Ontem, na fila do caixa do supermercado, presenciei uma situação bizarra que explica um pouco o nosso Brasil de hoje: um grupo de 3 clientes discutindo a fila de transplante de coração que supostamente foi furada pelo apresentador Faustão. 

E as considerações eram evidentemente as mais aleatórias possíveis. Um disse que o apresentador era o 380º da fila, mas que acabou tendo prioridade, para ao final do comentário concluir: “esse nosso país é uma m….”

O segundo, na sequência, considerou que se fosse com o filho dele (imagino que fosse o caso do filho ser preterido na ordem), que estava ao lado, e aparentava não ter mais que cinco anos, iria resolver na “bala”. 

E por fim, o terceiro, muito bem informado, ainda apimentou a discussão dizendo que o primeiro da fila havia dado preferência ao Faustão depois de receber uma generosa quantia estimada  em 8 milhões de reais.

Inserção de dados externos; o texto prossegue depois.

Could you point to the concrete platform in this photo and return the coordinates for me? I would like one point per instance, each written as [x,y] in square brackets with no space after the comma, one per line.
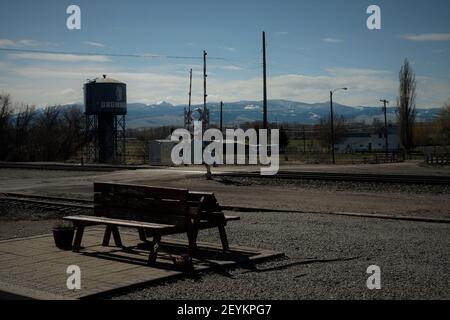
[33,268]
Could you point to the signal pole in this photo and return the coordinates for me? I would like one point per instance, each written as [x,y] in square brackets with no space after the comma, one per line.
[265,126]
[385,102]
[204,88]
[221,116]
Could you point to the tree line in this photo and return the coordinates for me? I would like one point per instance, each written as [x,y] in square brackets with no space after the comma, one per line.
[52,133]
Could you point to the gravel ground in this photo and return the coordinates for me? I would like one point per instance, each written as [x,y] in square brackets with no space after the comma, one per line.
[326,258]
[337,186]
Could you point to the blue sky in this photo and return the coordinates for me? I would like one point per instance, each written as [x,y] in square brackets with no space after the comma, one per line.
[312,47]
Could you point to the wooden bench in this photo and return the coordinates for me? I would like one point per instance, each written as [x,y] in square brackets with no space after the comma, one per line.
[154,212]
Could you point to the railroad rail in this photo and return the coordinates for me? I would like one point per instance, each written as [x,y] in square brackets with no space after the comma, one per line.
[351,177]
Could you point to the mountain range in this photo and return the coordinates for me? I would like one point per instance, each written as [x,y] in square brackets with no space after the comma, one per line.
[281,111]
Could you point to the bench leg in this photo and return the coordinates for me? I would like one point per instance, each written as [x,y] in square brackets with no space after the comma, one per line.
[192,237]
[223,237]
[116,235]
[78,237]
[142,235]
[154,246]
[107,236]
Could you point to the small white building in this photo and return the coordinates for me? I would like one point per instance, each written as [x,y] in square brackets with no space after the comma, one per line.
[160,152]
[375,141]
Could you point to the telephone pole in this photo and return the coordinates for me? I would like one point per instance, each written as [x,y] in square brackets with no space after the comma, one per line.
[385,102]
[265,126]
[221,116]
[204,89]
[190,100]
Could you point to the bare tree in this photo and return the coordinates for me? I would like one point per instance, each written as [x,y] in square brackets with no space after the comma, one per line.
[442,124]
[23,146]
[406,105]
[5,125]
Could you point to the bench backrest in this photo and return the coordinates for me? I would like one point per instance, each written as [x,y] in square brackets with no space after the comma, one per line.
[209,203]
[142,203]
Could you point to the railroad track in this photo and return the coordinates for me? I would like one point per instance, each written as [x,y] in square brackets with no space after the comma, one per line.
[80,206]
[66,205]
[351,177]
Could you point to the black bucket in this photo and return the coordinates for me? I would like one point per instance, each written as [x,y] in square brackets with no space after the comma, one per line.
[63,238]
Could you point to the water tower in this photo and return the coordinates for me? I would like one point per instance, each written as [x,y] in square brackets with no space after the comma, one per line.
[105,102]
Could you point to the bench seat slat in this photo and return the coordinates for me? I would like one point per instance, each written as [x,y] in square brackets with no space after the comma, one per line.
[120,222]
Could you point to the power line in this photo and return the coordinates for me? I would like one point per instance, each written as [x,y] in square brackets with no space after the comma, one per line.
[107,54]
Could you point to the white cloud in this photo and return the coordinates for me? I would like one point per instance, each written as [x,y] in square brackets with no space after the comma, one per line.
[332,40]
[230,49]
[231,68]
[62,84]
[95,44]
[59,57]
[7,43]
[19,43]
[426,37]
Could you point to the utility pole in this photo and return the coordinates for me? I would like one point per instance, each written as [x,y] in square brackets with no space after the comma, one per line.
[304,140]
[332,126]
[221,116]
[204,89]
[265,126]
[190,100]
[385,102]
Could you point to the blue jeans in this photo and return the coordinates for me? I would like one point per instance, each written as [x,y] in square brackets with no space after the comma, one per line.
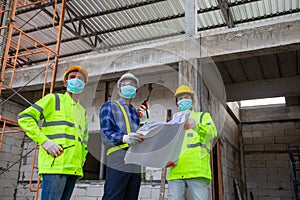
[198,188]
[57,186]
[121,185]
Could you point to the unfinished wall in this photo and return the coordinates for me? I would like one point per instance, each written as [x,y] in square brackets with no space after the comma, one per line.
[10,154]
[266,135]
[231,159]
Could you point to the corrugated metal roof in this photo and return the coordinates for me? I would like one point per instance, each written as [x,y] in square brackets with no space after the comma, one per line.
[105,25]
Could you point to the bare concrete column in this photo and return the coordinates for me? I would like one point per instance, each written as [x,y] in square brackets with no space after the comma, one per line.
[191,76]
[190,18]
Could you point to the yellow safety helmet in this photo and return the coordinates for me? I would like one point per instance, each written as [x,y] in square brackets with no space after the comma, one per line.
[183,89]
[76,68]
[128,76]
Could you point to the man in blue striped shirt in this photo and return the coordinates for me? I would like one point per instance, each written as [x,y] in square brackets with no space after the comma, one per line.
[119,122]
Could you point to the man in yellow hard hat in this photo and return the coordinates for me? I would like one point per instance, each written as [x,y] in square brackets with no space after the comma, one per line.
[63,136]
[193,165]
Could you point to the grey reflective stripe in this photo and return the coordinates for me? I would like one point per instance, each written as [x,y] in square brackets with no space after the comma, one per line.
[24,116]
[62,135]
[190,135]
[201,117]
[58,123]
[198,145]
[57,102]
[40,109]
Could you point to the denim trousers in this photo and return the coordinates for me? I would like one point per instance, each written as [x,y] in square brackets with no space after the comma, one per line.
[198,188]
[57,186]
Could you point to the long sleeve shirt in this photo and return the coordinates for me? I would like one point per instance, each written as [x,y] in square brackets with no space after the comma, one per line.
[112,121]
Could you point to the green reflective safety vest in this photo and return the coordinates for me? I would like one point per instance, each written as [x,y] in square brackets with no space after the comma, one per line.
[121,146]
[194,159]
[65,123]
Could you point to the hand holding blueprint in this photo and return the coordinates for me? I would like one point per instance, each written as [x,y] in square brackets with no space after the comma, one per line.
[162,142]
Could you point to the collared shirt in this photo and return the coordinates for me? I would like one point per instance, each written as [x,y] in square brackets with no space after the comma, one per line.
[112,121]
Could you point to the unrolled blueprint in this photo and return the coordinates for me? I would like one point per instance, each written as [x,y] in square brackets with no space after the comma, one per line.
[162,142]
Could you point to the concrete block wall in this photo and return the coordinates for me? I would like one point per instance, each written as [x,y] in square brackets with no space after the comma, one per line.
[10,154]
[267,169]
[231,159]
[161,99]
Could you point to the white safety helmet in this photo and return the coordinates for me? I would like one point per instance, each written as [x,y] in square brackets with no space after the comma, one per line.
[128,76]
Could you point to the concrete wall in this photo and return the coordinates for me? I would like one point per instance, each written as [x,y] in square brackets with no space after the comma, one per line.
[231,158]
[161,99]
[10,154]
[267,169]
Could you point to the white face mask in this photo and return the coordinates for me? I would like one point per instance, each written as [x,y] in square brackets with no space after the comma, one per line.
[185,104]
[128,92]
[75,85]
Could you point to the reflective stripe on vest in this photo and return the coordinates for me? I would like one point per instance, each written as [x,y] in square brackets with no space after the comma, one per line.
[198,144]
[62,135]
[122,146]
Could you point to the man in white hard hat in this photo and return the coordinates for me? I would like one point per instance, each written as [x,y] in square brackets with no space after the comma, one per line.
[119,122]
[63,136]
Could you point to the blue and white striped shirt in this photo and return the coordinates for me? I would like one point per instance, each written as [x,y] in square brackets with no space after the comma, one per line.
[112,121]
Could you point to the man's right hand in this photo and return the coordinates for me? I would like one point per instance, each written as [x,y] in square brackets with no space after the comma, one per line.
[52,148]
[132,138]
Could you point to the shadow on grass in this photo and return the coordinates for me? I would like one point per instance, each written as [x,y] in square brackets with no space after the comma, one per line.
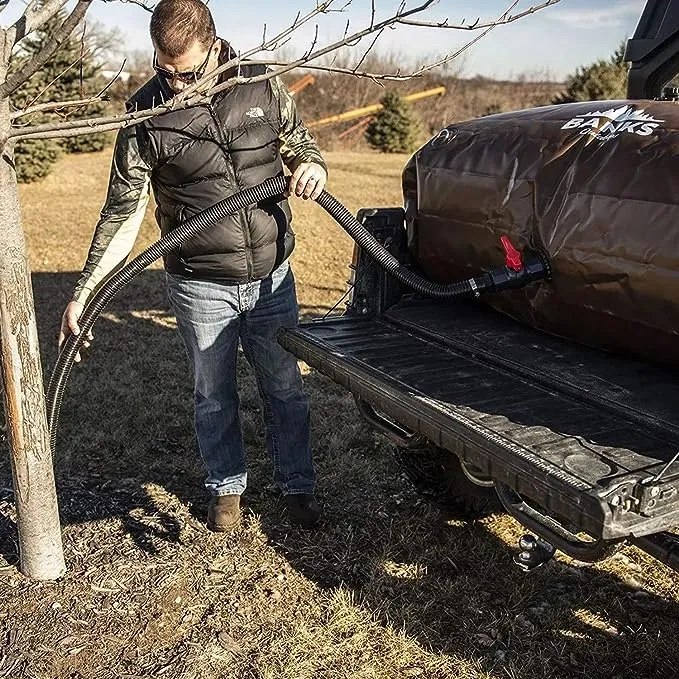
[126,436]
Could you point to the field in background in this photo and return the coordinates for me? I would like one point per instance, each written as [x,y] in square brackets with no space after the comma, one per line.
[387,588]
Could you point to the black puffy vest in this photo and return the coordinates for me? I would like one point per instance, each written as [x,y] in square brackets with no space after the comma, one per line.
[203,154]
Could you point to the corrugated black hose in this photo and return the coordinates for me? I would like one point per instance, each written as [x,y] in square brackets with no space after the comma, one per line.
[534,269]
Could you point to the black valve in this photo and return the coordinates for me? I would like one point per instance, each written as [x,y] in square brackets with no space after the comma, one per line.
[669,94]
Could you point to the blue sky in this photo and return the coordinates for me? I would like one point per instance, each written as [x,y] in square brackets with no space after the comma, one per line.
[555,40]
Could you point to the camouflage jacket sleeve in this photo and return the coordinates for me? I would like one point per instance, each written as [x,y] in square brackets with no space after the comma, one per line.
[121,216]
[297,144]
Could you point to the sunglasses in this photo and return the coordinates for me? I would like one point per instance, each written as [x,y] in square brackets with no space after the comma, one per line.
[187,77]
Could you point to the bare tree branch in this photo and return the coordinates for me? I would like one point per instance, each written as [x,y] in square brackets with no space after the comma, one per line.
[477,25]
[139,3]
[202,91]
[58,77]
[35,15]
[42,57]
[55,106]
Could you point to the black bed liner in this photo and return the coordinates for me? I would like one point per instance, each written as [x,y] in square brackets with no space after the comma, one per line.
[580,432]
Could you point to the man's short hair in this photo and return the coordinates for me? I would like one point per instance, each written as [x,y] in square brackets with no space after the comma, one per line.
[176,24]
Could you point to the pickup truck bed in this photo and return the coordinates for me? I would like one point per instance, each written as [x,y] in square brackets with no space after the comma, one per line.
[588,437]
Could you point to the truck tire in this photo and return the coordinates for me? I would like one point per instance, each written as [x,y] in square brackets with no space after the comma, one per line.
[439,477]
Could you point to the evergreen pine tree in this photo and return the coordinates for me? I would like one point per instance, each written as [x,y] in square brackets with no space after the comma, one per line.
[394,129]
[604,79]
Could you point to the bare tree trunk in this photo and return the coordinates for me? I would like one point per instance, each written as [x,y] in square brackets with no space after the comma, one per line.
[32,471]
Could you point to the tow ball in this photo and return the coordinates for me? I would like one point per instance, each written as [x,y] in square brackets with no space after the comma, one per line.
[534,552]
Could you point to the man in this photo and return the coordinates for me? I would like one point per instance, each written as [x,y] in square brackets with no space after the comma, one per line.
[233,281]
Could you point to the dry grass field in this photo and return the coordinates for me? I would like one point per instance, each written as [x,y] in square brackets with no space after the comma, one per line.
[388,588]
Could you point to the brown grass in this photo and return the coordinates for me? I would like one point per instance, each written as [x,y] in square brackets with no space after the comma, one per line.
[386,589]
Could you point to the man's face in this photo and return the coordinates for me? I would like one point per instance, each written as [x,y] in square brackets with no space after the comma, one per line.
[183,71]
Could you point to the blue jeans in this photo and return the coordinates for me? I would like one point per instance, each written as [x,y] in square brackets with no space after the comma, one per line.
[212,317]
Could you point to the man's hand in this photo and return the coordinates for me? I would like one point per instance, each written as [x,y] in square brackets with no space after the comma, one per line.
[308,181]
[69,325]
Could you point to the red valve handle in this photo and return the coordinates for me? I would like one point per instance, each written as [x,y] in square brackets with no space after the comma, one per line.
[513,258]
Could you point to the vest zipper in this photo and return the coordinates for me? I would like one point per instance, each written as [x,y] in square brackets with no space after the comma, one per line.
[234,181]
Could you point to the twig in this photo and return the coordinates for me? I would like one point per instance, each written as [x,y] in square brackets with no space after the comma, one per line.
[48,51]
[477,25]
[201,92]
[56,106]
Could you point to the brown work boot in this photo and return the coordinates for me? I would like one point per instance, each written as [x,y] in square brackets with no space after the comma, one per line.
[303,510]
[223,513]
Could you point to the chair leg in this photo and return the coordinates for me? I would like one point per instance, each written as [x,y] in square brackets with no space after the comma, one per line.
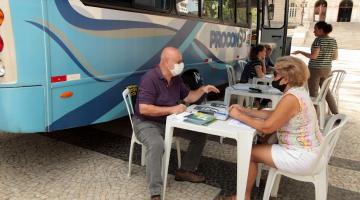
[275,187]
[269,183]
[258,176]
[321,185]
[131,154]
[178,149]
[143,155]
[322,115]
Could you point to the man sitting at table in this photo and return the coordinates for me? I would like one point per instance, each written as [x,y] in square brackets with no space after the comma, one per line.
[160,91]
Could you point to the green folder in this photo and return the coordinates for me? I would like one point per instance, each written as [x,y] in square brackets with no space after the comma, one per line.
[200,118]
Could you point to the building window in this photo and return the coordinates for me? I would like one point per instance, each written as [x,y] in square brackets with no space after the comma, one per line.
[292,10]
[345,10]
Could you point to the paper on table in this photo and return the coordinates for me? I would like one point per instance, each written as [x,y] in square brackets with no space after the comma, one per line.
[268,76]
[181,116]
[241,86]
[237,123]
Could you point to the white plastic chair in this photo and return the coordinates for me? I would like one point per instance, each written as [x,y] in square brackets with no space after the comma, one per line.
[231,74]
[239,69]
[319,174]
[338,78]
[129,106]
[319,101]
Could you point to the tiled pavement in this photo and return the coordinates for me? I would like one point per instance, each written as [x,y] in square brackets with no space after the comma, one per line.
[88,163]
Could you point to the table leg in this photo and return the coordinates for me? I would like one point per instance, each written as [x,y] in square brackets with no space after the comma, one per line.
[167,149]
[244,146]
[227,97]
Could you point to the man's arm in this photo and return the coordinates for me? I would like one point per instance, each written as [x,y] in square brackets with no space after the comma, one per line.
[194,95]
[313,55]
[156,111]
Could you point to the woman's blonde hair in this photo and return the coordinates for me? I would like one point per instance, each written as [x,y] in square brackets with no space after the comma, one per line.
[294,68]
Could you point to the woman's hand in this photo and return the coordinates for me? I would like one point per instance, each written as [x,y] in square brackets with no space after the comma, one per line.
[235,111]
[210,88]
[296,52]
[235,106]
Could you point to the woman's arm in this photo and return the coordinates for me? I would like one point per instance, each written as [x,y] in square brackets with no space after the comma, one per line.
[287,108]
[262,114]
[313,55]
[335,56]
[259,71]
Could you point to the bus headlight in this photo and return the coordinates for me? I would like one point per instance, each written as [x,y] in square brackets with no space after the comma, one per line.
[2,69]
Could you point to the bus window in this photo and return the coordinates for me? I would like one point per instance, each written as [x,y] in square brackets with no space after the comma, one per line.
[273,14]
[210,9]
[241,12]
[154,4]
[228,11]
[187,7]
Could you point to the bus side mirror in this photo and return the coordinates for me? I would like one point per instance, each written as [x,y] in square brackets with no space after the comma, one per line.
[271,12]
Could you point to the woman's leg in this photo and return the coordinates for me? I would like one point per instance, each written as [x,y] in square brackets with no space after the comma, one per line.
[259,154]
[314,82]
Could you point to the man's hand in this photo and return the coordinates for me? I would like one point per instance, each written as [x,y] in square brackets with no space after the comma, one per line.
[235,106]
[178,109]
[210,88]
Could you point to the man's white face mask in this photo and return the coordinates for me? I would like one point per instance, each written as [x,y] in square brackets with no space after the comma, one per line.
[178,68]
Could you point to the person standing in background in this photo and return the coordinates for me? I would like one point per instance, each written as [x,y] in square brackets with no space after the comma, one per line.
[323,51]
[269,64]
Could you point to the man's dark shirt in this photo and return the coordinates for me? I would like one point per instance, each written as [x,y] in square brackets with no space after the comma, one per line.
[249,70]
[155,90]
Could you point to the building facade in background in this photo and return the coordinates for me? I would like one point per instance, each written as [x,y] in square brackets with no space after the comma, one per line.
[305,11]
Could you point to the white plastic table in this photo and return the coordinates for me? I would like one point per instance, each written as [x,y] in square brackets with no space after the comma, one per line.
[242,133]
[242,89]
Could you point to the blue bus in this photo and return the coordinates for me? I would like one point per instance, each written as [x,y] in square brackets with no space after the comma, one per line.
[63,64]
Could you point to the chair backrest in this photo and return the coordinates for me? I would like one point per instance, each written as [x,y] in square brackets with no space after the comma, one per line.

E eu, que não sou fã do Faustão, mas também não quero que ele morra, resolvi participar do debate, começando pela questão do filho do segundo, que pelo tamanho e idade certamente não estaria competindo com o apresentador por um coração novo, já que, mesmo não sendo médico, não era difícil concluir que um coração que  servisse para bombear o sangue no corpo adulto, ainda mais do Faustão,  certamente não caberia no peito de uma criança. 

 E com os três me olhando com “cara de poucos amigos”, terminei dizendo que sempre é possível haver alguma manobra, aonde quer que seja, sobretudo se tratando de filas, mas que a gestão de transplantes de órgãos no Brasil é uma referência de qualidade e seriedade, e que dificilmente o sistema se deixaria corromper, mesmo que a favor do Faustão, até porque se  trata de um processo com várias etapas e muitas interfaces, não sendo crível que todas estivessem orquestradas para beneficiar o ex-apresentador da Rede Globo.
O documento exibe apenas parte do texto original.